SOSSE: Open-Source, Self-Hosted Digital Archiving & Search Engine Solution

I've found ArchiveBox to be overwhelming, despite its capabilities. SOSSE seems like a more manageable alternative for archiving websites and searching through my archives. I'll take a closer look at the app and its features to see if it's a good fit for your needs.

What is SOSSE?

SOSSE, a self-hosted Selenium-based open-source search engine, offers a unique approach to web archiving and searching.

SOSSE Key Features

Web Page Search: Conduct advanced searches of web pages, including dynamically rendered content.
Recurring Crawling: Schedule crawls at fixed intervals or adjust the rate based on content changes.
Web Page Archiving: Store HTML content, update links for local use, download required assets, and handle dynamic content.
File Downloads: Batch download binary files from web pages in a single operation.
Atom Feeds: Generate content feeds for websites that don't have them or receive notifications when new content is published containing a specified keyword.
Authentication: Automatically authenticate to access private pages and retrieve content.
Permissions: Configure crawlers, view statistics (for admins), and perform searches anonymously (for authenticated users).
Search Features: Includes features such as private search history, external search engine shortcuts, etc.
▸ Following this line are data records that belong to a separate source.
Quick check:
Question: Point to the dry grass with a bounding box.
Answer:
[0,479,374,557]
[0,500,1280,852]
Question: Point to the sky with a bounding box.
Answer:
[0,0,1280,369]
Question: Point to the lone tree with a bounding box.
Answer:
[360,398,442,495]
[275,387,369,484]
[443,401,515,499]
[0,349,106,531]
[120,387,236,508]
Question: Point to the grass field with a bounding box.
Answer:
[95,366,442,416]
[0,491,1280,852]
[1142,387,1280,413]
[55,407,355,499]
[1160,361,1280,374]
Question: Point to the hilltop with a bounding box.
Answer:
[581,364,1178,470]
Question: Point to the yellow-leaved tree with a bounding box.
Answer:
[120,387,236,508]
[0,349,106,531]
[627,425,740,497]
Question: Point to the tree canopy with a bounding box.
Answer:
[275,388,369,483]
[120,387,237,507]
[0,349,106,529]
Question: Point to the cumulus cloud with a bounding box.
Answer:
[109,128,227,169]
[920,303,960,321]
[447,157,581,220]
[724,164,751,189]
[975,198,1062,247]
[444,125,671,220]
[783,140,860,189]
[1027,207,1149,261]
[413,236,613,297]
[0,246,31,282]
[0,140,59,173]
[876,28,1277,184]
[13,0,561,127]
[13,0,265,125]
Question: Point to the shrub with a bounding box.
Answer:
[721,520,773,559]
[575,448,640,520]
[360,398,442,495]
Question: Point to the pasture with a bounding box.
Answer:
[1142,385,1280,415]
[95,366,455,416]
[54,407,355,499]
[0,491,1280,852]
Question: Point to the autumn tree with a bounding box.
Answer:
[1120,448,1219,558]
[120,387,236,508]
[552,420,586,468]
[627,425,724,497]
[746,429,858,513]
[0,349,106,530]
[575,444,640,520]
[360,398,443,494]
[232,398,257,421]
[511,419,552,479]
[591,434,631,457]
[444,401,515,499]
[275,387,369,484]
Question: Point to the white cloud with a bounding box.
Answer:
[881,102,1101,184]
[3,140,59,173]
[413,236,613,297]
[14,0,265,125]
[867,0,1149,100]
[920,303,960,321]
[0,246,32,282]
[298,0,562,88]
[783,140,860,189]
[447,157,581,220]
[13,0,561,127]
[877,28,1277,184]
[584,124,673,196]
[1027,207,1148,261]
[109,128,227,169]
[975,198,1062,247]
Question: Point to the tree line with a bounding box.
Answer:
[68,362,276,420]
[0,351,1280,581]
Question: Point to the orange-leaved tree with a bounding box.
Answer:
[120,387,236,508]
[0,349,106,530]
SOSSE is built using Python and released under the GNU AGPLv3 license, making it an open-source solution. When it comes to crawling websites, SOSSE leverages a combination of technologies, including browser-based crawling with Mozilla Firefox or Google Chromium, along with Selenium for handling pages that rely on JavaScript. For even faster crawling, Requests can be employed as well. On the technical side, SOSSE is designed to be lightweight and uses PostgreSQL as its database storage solution.

Prerequisites for SOSSE

To be honest, SOSSE doesn't quite match its claims of being a "lightweight" solution, but I've found that it still gets the job done effectively. However, this is definitely subjective and can vary depending on your specific hosting environment and setup. In reality, you'll likely need a more robust virtual machine or container to run SOSSE smoothly.

I've found that RAM usage can spike up to around 5.5GB during crawling sessions, and CPU load can also get quite high as well. If you plan on doing a lot of archiving, make sure to allocate enough storage space upfront to avoid any potential problems.

It's worth noting that even when SOSSE isn't doing any busy work, it still uses around 2.8GB of RAM, which is quite a chunk for an idle process. On the plus side, the CPU usage tends to be pretty low when the app isn't actively crawling or archiving.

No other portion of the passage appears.